To see the origin of this post, go here. Today, I continue to lay out a positive vision for what I would like my community and nation to become.

I envision communities in which the first responders to mental health crises are trained mental health specialists and not the police.

We can point to several inflection points in the history of policing in the US that caused it to diverge from the path of other non-military police in other nations.

The end of slavery and the advent of Jim Crow led southern lawmakers to mobilize the police to arrest black men (mostly) on a variety of non-violent charges and send them to jail and prison as labor. These police also used violent means to control black populations, first in the South and then elsewhere.

Labor actions in the late nineteenth and early twentieth centuries saw industrialists mobilizing the police to crush strikes and keep factories open.

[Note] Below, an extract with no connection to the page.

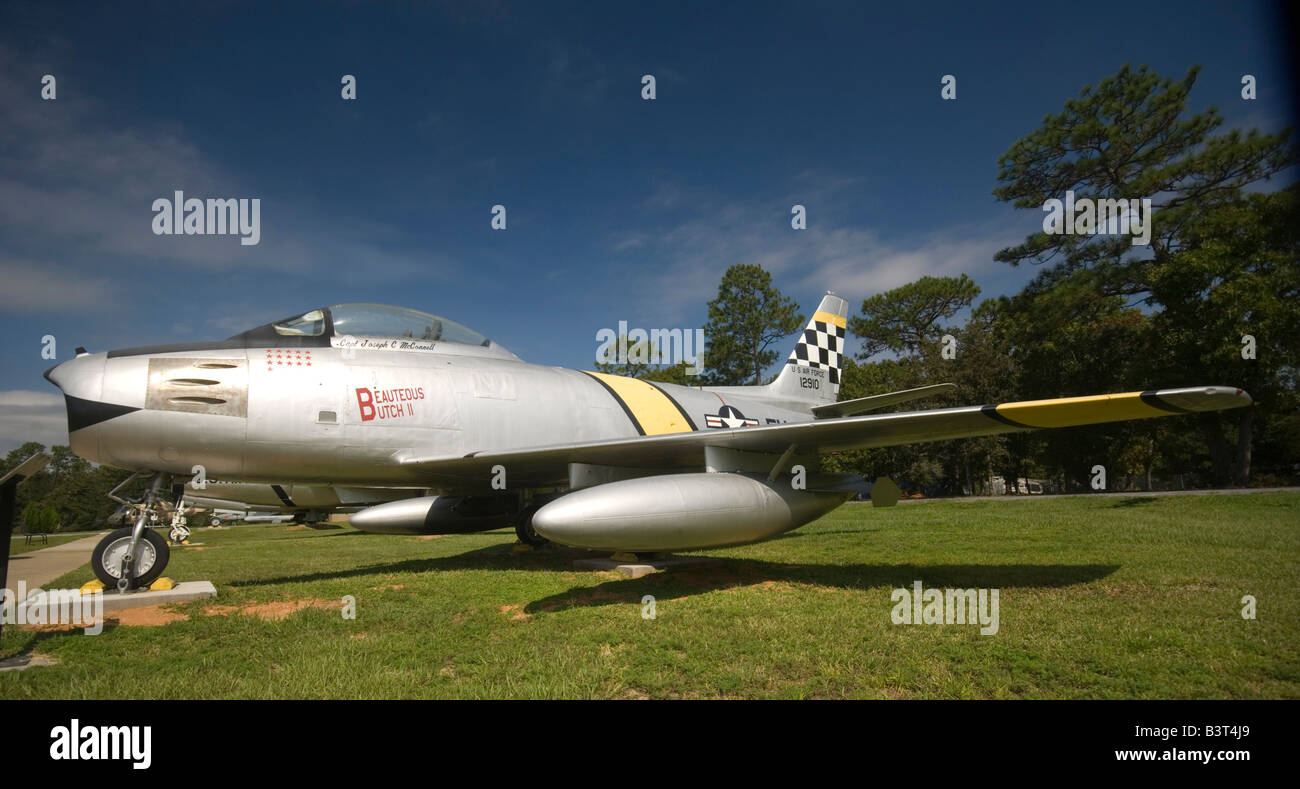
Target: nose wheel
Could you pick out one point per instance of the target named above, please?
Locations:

The war on drugs not only expanded the carceral state (as I wrote about here), but it also flooded local police departments with cash and materiel in quantity and lethality to wage an actual local war. SWAT teams arose in that era and the militarization of the police was nearly complete.

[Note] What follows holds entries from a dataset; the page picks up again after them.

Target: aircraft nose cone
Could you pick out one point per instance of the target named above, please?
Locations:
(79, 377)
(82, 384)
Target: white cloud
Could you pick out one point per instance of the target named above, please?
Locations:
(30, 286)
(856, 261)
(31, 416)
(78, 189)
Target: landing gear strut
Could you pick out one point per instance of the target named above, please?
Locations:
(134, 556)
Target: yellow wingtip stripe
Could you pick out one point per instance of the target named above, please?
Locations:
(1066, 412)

But a less considered historical point has bolstered that militarization all along: the many wars of choice that the US has fought since the end of the Korean War. With an annual budget now approaching a trillion dollars each year, it is safe to say that the US has made war making its chief end.

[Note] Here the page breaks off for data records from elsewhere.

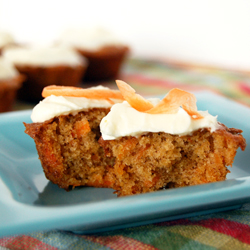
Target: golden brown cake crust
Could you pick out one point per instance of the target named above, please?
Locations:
(69, 151)
(72, 153)
(159, 160)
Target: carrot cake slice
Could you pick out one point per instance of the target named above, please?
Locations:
(66, 131)
(92, 137)
(165, 143)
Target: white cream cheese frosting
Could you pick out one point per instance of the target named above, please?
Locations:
(53, 106)
(92, 38)
(7, 70)
(123, 120)
(44, 56)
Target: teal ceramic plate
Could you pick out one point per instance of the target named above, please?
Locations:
(29, 202)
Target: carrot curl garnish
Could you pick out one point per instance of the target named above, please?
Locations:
(106, 94)
(136, 101)
(168, 105)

And the detritus of these wars (big and small) flows back into all of our communities in the forms of surplus military weaponry and war veterans who help populate local police departments (perhaps, especially their tactical units).

Because we have invested so heavily for so long in the police—especially to control certain bodies in certain communities—the police have become a “solution” to many community challenges.

And we have ALL been complicit. I can think of no other domain in which so-called liberals have more readily joined conservative forces to build an institution—this time in the name of “community safety.”

We give to that institution a monopoly on the use of force in local jurisdictions. We give it scant oversight. Our elected officials take its unions’ money. The police consume an ever-larger portion of local budgets. And once you have a hammer… well you know what every local problem looks like.

I have seen this in my nearby.

My vision is that we begin to chip away at the monopoly we have given our police over every aspect of civic safety—indeed over several critical public health challenges—by replacing them with trained mental health workers who will respond to mental health crises in our communities.

This is starting to happen around the country and has succeeded so far largely because the police themselves are ready and willing to cede this ground. They know that they are ill-eqipped to deal with these emergencies and bad things can happen when an armed person meets one in full crisis. We have seen it.

There are many domains that the police will not willingly give up. Power is not dispersed without a fight, and our generations-long empowerment of law enforcement has left them powerful indeed.

So, let’s take this one. Let’s stop the charade that the police are a militarized social service provider—uniquely equipped to deal with “dangerous” situations. And let’s use the knowledge and tools we have to open the door to change.

Yes, this will require shifting resources away from police departments to social services units. And, yes, the police will begin to raise the alarm about increased crime, threats to public safety, and the specter of anarchy that such shifts will entail. They have mobilized that kind of fear before and will do it again.

But our public health requires this shift. The shift from seeing force or the threat of force as the way to bring about public safety—the shift to redefining public safety first and foremost as a public health endeavor.